Low Carb Pebernødder

Everybody has their particular cookies that they just must have for Christmas. For me, the cookies are the Danish traditional pebernødder ("pepper nuts", known as Pfeffernüssen in Germany) and brunkager ("brown cakes"). With our recent dietary changes, these cookies presented a challenge. Between these and the sugar cookies, I have baked quite a lot this Christmas, and our buckets of almond flour are getting emptied at a surprising clip. With the l-carb shop offering almond flour for as little as €12/kg, I can afford to go through some - that's at least a better price than the €30+ seen in some shops. Here's the recipe for pebernødder - the brunkager must wait till tomorrow since they have to rest for several days.

Pebernødder

This is my mother's recipe, with low-carb replacement marked in bold:
  • 500 g flour (replace with 200 g flour, 300 g fine almond flour)
  • 1 tsp ammoniumcarbonate (hjortetaksalt, in Germany Hirschhornsalz) - use 1 1/2 to 2 tsp
  • 1 tsp cinnamon
  • 1 tsp cardamom
  • 1 tsp ground black pepper
  • 125 g butter
  • 250 g sugar (replace with 250 g xylitol in crystals, e.g. Xucker)
  • 2 eggs (I used 4 small eggs)
  • Zest of one organic lemon
Mix the dry ingredients, add the butter and crumble it together, then add the eggs. If the dough is too dry to form a ball, add a bit of canola oil. It should form a solid ball, not be sticky. Wrap and refrigerate for at least an hour.
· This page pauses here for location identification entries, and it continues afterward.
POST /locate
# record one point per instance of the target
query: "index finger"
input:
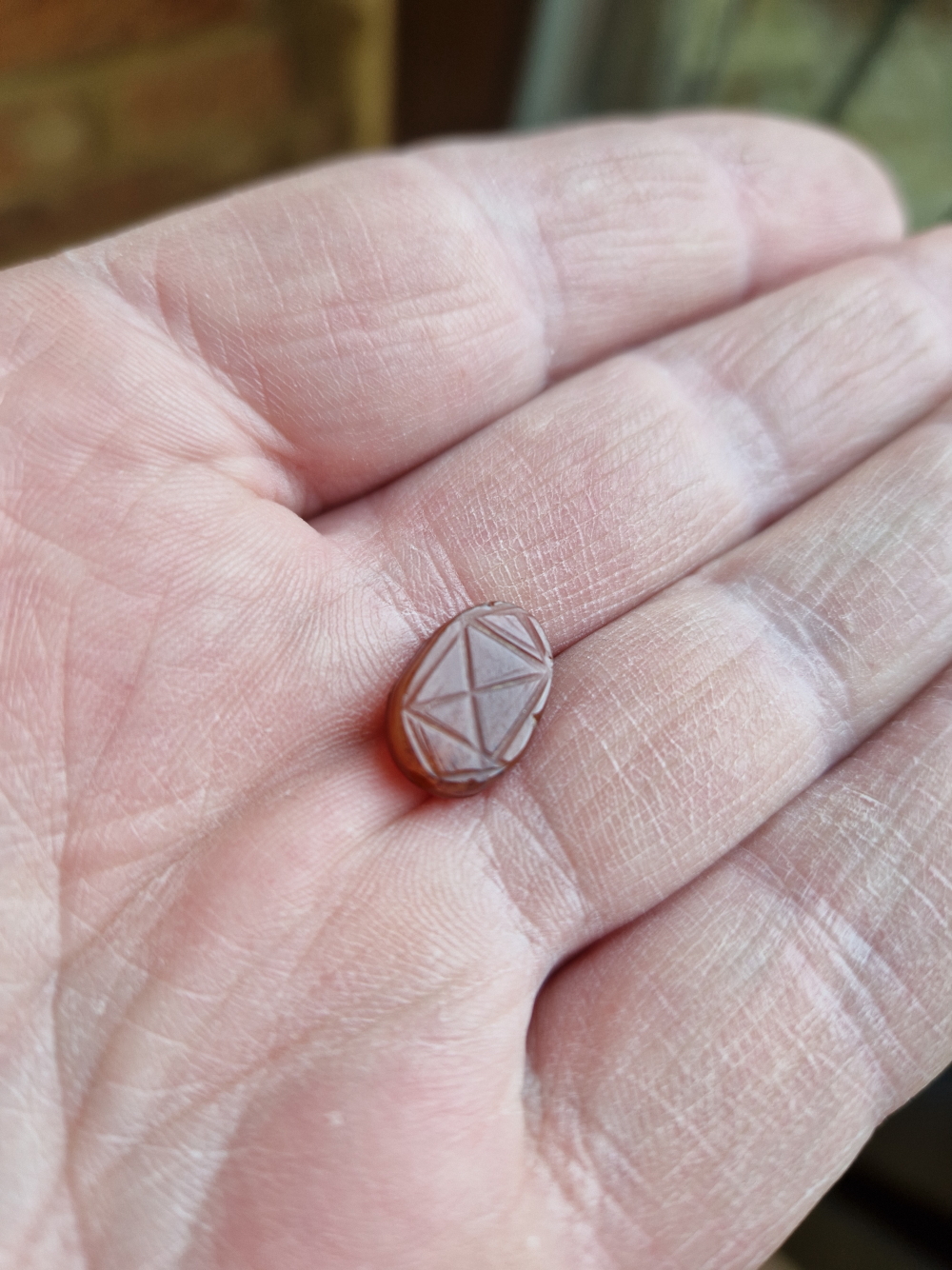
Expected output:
(379, 310)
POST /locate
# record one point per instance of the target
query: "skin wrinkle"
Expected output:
(833, 932)
(350, 615)
(535, 307)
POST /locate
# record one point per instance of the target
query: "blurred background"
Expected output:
(113, 110)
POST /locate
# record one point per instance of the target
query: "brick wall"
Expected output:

Preheat oven to 200C. Roll dough into several 1 cm thick rolls - you may need to use some more regular flour to keep it from sticking. Cut the rolls into 1cm bits and place on a baking sheet lined with baking paper. Bake for 8-10 minutes, until slightly brown.

These are not crunchy in the way they would be with all regular flour, but they have a nice almondy taste added. Do not try to replace some flour with flax seed flour or sunflower seed flour (sunflour?), the taste of those flours is too savory.